Public opinion was divided into two camps, each with its chosen champion. The explanation of certain geographical features on a planet some thirty-five million miles away absorbed more of the fickle public’s attention for the moment than the outrageous price of a pound of sugar or a dozen of eggs.
In spite of the tax upon credulity which Professor Palmer’s theories demanded, they inspired belief among the majority. Perhaps this is because most of us are gifted with an over-supply of imagination; and the Palmer theories appealed strongly to the imagination.
But the majority is not always right; rather the contrary, all of which Professor Margard promptly pointed out. “A challenge to the thinking world,” he branded the Palmer theories. To which the eminent Professor Bernard Palmer, A.B., LL. D., retaliated that even Columbus was ridiculed. No doubt, he stated, an astronomer on Mars would have equal difficulty in convincing a Martian public of the possible existence of inhabitants on our earth.
Man and the Universe was written by Professor Palmer after nine years of intensive personal study of the planet Mars. Even his opponents accorded him admiration for his unremitting labors, his perseverance and successful observation.
All of these observations were made from the lonely Palmer observatory constructed near F——, California, 8,000 feet above sea level. Equipped with a giant equatorial telescope having a 48-inch object glass, and situated ideally as to atmospheric conditions, Professor Palmer was excellently prepared to observe our much-discussed neighbor.

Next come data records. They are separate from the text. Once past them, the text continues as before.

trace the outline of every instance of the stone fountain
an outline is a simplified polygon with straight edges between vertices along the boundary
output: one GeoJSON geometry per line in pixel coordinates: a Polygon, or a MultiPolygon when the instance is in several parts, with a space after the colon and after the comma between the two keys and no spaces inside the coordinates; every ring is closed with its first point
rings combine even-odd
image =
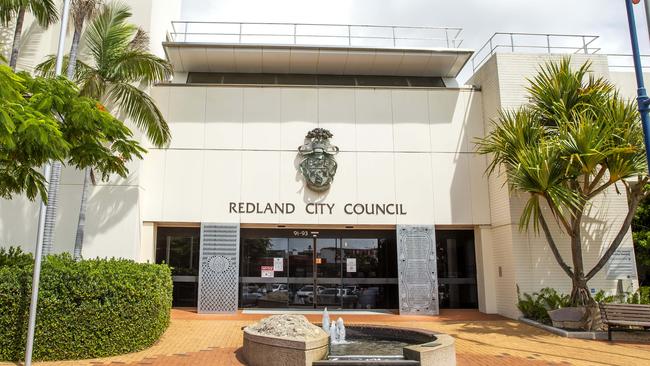
{"type": "Polygon", "coordinates": [[[249,366],[311,366],[328,354],[328,334],[302,315],[274,315],[244,328],[249,366]]]}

One result of his observations was the careful recording and mapping of curious straight lines visible on the planet. Running from the polar caps down to and across the equator, crossing and recrossing, these lines formed a veritable network over the planet’s surface. Here and there round spots appeared at junctures of the lines. Some of the lines were discovered to be double, although these were few, the great majority of them appearing singly.
By continually observing the planet during ensuing seasons, a marked decrease in the size of the polar caps during the Martian summers was noted, with a corresponding darkening of the “canals”, as Professor Palmer designated the lines. The spots, or terminals, he called “oases.” His deductions were, that owing to the admitted scarcity of water on the arid planet, the Martians transported water from the vast, melting polar snows by means of canals. It was this question of canals, and the much mooted question of sufficient heat to sustain life on the small planet, which caused contention between the two renowned experts.